Eine Handvoll Hubschrauber gleitet über ein Gebirge. Es ist Nacht, die Maschinen fliegen fast lautlos, nur aus dem Off klingt Musik: Hämmernd und irgendwie unheimlich, bedrohlich, böse. Die Maschinen fliegen beängstigend knapp über dem Boden, huschen katzengleich zwischen den Felsen hindurch. Man weiß schon: Das tun sie, um fürs Radar unsichtbar zu sein. Denn die Soldaten, die in diesen Hubschraubern sitzen und sich zur Attacke bereit machen wie eine Kavallerie des 21. Jahrhunderts, sind umgeben von Feinden und sie befinden sich auf einer streng geheimen Mission. Ein paar Minuten später werden sie das Versteck von Osama Bin Laden stürmen und jenen meistgesuchten Menschen der Welt erschießen.
In diesen Minuten ist Zero Dark Thirty schon über zwei Stunden alt, doch in gewisser Weise geht der Film jetzt noch einmal ganz von vorne los. Was man zuvor gesehen hat, war harte Arbeit, auch für den Zuschauer: Ermittler des US-Geheimdienstes und des Militärs an immer neuen Schreibtischen, in immer neuen Folterkellern, Geheimgefängnissen, fremden Ländern, bei Verhören immer neuer Gefangener, bei Treffen mit Informanten, im Gespräch miteinander und gelegentlich mit ihren Vorgesetzten, denen sie beschämt Rapport erstatten, und die sie laut und unfreundlich, mit markigen Worten zusammenfalten: Wieder nichts; eine weitere falsche Fährte; immer noch keine Spur von dem Gesuchten.
»I wanna make something absolutely clear: If you thought, there was some working-group coming to rescue – I want you to know, that you are wrong. This is it. There is nobody else coming hiding away on some other floor. There is no cavalry. It is just us. We are failing. We are spending millions of dollars. We're still no closer in defeating our enemy.« (O-Ton, Zero Dark Thirty)

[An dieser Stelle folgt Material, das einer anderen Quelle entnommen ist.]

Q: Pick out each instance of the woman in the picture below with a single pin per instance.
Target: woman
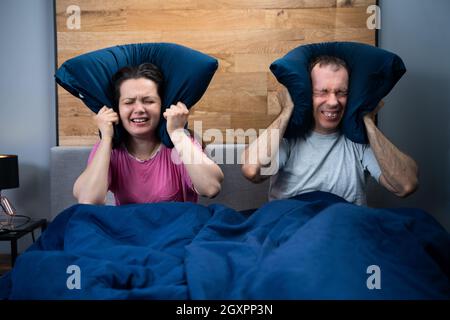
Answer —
(141, 169)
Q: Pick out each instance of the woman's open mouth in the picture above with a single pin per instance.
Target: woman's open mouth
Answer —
(139, 121)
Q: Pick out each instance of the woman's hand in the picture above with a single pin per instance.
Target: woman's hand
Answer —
(176, 116)
(105, 119)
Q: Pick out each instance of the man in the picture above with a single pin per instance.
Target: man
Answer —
(324, 159)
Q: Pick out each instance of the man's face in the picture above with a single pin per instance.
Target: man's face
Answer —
(330, 87)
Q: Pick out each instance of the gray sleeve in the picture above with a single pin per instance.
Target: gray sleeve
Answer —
(370, 163)
(283, 153)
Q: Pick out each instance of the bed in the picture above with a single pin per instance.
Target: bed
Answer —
(315, 246)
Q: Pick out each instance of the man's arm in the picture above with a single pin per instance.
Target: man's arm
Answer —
(261, 152)
(398, 171)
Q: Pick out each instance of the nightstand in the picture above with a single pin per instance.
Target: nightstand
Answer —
(19, 230)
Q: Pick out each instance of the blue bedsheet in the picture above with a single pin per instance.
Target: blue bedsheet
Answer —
(314, 247)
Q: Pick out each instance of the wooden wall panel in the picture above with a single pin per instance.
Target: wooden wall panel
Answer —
(245, 36)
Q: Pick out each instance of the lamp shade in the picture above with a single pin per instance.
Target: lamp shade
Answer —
(9, 172)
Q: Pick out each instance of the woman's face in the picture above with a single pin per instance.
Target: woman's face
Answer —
(139, 107)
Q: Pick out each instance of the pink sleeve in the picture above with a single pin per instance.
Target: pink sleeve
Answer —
(91, 156)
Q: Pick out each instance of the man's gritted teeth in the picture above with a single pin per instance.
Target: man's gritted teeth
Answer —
(331, 115)
(139, 120)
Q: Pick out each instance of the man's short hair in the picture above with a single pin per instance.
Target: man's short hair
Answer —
(325, 60)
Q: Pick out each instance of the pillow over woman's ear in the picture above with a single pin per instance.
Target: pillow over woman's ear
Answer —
(374, 72)
(187, 74)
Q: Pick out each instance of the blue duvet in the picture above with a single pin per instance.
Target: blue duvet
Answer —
(313, 247)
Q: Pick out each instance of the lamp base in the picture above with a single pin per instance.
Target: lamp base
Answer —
(7, 206)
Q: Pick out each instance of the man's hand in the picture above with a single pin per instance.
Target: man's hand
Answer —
(176, 116)
(285, 100)
(105, 119)
(371, 115)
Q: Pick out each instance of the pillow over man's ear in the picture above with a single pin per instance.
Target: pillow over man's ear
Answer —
(374, 72)
(187, 74)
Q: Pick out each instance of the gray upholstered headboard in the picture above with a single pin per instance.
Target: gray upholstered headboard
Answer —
(67, 163)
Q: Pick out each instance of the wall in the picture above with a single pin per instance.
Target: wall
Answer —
(27, 99)
(245, 36)
(417, 112)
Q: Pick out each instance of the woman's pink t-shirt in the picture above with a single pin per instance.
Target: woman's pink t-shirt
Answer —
(154, 180)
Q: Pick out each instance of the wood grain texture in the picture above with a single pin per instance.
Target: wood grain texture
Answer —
(245, 37)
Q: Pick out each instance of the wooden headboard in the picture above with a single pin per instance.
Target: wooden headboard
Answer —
(244, 35)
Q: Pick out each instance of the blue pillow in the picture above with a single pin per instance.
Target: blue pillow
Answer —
(374, 72)
(187, 74)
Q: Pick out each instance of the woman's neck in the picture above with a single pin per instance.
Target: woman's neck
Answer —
(142, 149)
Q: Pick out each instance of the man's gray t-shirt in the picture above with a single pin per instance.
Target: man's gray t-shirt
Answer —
(320, 162)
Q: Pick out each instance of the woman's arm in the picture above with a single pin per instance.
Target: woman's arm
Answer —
(206, 176)
(91, 186)
(398, 171)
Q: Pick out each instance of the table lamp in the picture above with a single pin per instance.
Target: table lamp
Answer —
(9, 179)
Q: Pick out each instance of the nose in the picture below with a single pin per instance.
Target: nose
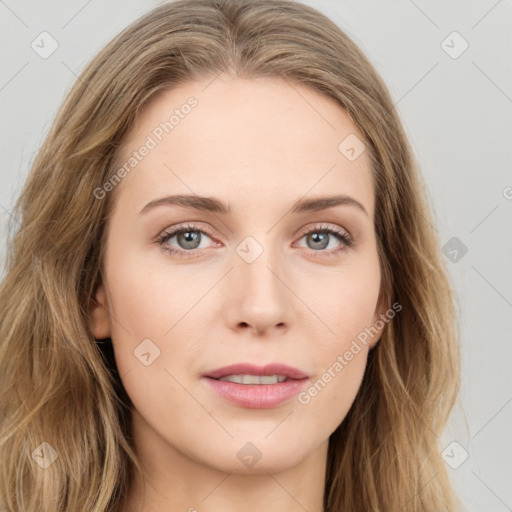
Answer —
(258, 297)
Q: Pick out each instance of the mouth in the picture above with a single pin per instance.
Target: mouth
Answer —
(254, 387)
(244, 373)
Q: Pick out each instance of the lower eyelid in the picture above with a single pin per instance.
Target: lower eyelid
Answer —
(340, 236)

Kleine Indizien werden verbunden, zusammengehalten durch einen Leim aus Vermutung und Instinkt, Puzzlesteine, von denen immer wieder einer nicht passt, oder einfach fehlt. Nicht nur Politik, auch Ermittlungsarbeit ist jenes »langsame Bohren dicker Bretter«, als die es Max Weber einmal beschrieben hat. Sie ist zäh und mühsam, und dabei zuzuschauen, ist manchmal auch recht ermüdend, zumal die Dinge sich zunehmend gleichen, und wenig voran geht.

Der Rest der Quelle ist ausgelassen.